Ohio lacks key traffic safety provisions, such as helmet laws for motorcycle riders and a ban on handheld cellphone use for all drivers, which is one reason the grade for Public Health and Injury Prevention of C- remains unchanged. The state improved from 18th place to sixth place and earned a B+ for Medical Liability Environment, having implemented expert witness rules and a cap on non-economic damages.

“America’s Emergency Care Environment:  A State-by-State Report Card – 2014” evaluates conditions under which emergency care is being delivered, not the quality of care provided by hospitals and emergency providers. It has 136 measures in five categories:  access to emergency care (30 percent of the grade), quality and patient safety (20 percent), medical liability environment (20 percent), public health and injury prevention (15 percent) and disaster preparedness (15 percent). While America earned an overall mediocre grade of C- on the Report Card issued in 2009, this year the country received a near-failing grade of D+.

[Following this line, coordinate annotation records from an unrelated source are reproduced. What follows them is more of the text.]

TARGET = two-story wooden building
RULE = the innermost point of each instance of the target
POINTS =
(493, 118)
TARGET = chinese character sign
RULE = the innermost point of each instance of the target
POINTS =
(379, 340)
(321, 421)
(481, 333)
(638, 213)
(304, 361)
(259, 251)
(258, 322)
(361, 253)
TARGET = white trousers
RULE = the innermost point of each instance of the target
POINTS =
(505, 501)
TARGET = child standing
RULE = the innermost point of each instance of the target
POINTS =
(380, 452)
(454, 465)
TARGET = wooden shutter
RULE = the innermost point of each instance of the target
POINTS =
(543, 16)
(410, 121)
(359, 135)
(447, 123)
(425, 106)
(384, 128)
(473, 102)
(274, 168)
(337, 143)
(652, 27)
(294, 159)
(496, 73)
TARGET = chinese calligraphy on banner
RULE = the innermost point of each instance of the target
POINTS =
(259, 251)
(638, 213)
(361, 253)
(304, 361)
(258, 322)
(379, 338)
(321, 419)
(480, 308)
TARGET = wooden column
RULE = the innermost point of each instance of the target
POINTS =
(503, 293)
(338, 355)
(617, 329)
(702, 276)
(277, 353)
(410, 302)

NOTE: Ohio’s grade in the Disaster Preparedness category is based largely on survey responses provided by the state that were discovered to be inaccurate just prior to release of the Report Card. Those original survey responses were used to calculate the state’s grade of F and are also used in the compilation of the summary statistics for all states. While too late for inclusion in the Report Card’s calculations or the printed version of the Report Card, the following data page has been amended to reflect Ohio’s revised responses. The revisions would have likely improved the state’s Disaster Preparedness grade to a C or C- and the overall state grade would likely remain the same or improve to a B-.

ACEP is the national medical specialty society representing emergency medicine. ACEP is committed to advancing emergency care through continuing education, research and public education. Headquartered in Dallas, Texas, ACEP has 53 chapters representing each state, as well as Puerto Rico and the District of Columbia. A Government Services Chapter represents emergency physicians employed by military branches and other government agencies.